Marine insurance plays a small but critical role in facilitating international trade. It provides protection against fortuitous losses which enable those engaged in international commerce to venture – their usually enormous capital – more freely than it would be the case. This expands the scope of operation of the overseas trade. In countries like UK which attracts marine insurance business from other states, marine insurance is an important earner of foreign exchange which helps the country’s’ balance of payments
Banks are to a very great extent, responsible for financing the overseas trade of the world. The buyer forwards to the seller of goods a letter of credit drawn on a banking house. The letter of credit is not negotiable for it is an authority from the banker who signs it to the banker or other person to whom it is addressed to honor the draft of the person named in it on production of whatever documents may be required. Hence the banker merely acts as a collecting agent and not financing the transaction.
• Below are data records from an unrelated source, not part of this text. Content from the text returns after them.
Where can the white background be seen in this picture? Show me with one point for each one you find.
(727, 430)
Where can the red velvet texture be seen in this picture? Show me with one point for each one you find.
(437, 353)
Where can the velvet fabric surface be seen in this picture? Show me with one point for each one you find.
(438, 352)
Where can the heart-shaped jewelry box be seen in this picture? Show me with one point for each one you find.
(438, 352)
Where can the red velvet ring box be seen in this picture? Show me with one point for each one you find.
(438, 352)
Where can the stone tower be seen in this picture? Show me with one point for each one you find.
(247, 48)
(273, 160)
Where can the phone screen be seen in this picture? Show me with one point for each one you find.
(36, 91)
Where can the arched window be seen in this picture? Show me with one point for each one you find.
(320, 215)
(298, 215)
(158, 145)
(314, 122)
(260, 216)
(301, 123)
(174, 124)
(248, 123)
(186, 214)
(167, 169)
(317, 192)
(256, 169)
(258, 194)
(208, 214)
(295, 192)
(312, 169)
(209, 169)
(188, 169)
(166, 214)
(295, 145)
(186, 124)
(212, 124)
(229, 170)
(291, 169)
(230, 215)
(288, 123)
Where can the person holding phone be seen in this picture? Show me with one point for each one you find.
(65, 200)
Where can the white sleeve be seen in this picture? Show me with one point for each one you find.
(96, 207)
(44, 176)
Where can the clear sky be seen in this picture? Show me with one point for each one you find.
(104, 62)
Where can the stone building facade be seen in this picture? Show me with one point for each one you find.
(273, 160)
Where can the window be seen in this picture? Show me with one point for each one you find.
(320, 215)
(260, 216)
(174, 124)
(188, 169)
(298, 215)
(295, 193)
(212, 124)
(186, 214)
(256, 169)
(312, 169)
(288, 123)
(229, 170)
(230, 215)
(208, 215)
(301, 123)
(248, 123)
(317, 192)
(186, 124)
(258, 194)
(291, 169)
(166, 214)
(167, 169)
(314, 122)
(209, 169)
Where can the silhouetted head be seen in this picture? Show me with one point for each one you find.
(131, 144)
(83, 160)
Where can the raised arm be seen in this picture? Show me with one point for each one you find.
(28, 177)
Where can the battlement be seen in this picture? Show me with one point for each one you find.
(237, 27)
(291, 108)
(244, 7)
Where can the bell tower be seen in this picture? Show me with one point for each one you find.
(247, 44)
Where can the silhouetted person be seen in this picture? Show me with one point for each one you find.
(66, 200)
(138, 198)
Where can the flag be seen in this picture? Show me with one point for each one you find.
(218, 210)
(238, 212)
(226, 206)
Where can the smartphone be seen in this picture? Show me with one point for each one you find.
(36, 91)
In most cases, the seller may wish to obtain assistance of their bank in the credit that the banker is extending to the buyer. The seller will ask the bank to buy the Bill of Lading against the value of each shipment. (The Bill of Lading is the evidence of affreightment between ship owner and the shipper of goods and is a receipt of goods given by the carrier to the shipper.)
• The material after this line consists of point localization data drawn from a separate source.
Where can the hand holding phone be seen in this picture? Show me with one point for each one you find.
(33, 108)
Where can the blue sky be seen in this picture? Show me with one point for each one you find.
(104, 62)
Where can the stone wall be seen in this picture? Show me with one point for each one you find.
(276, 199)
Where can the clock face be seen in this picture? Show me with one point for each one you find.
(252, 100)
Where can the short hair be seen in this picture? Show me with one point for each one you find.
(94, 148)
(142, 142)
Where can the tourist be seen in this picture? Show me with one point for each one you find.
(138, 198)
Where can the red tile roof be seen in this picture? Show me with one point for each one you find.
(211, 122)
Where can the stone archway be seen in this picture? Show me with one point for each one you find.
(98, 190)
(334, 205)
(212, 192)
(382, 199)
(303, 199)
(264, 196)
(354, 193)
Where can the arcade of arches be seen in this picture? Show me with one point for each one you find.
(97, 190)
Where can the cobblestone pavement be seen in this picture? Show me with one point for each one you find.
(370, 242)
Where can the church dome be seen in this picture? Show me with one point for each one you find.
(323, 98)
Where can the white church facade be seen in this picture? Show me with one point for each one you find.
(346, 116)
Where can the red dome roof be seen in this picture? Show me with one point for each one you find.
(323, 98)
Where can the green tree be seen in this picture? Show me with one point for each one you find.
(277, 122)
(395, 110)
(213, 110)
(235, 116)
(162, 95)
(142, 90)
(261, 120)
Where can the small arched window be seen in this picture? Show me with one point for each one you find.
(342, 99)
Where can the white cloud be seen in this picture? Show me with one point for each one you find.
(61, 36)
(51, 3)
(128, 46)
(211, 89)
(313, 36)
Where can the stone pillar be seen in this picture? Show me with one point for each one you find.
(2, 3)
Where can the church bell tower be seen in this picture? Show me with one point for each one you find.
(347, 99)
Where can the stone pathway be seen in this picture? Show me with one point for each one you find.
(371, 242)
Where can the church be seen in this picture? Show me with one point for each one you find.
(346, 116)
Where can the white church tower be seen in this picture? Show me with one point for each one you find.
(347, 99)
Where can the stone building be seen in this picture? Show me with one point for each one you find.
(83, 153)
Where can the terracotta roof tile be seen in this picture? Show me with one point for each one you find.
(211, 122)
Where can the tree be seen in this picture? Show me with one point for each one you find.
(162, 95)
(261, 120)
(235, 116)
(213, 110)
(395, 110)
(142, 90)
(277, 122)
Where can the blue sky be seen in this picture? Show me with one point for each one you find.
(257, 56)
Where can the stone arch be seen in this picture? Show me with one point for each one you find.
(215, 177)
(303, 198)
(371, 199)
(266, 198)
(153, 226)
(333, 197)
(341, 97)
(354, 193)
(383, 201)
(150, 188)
This means that the seller of goods is put in funds immediately instead of waiting until of remittance from the customer abroad for goods shipped as this will only happen when the goods are received.
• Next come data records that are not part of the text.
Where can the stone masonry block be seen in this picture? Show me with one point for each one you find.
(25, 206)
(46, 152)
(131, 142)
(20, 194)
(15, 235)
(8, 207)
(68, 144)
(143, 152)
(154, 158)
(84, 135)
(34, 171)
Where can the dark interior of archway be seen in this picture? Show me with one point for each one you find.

The Bill of Lading must be accompanied by other documents of title which include;
- The invoice – this is the sellers’ bill of the goods sold and specifies details of goods, their prices and various charges
- The Bill of Exchange – this is the draft or order drawn by seller on the buyer requesting the latter to pay the stated sum, on slight or in a specified number of days after the sight or presentation of the draft and necessary documents to the party named in the order
- Export Invoice – this shows the quantity, quality and price of goods
- The Marine Insurance Policy – this indicates that the goods are insured against loss or damage by marine perils with approved insurers.
The bank will not discount the bill of exchange unless the goods are insured against marine risks and the policy lodged with the bank as collateral security.
If the goods are damaged or lost, a claim will be forwarded to the insurer and is recoverable under the marine policy.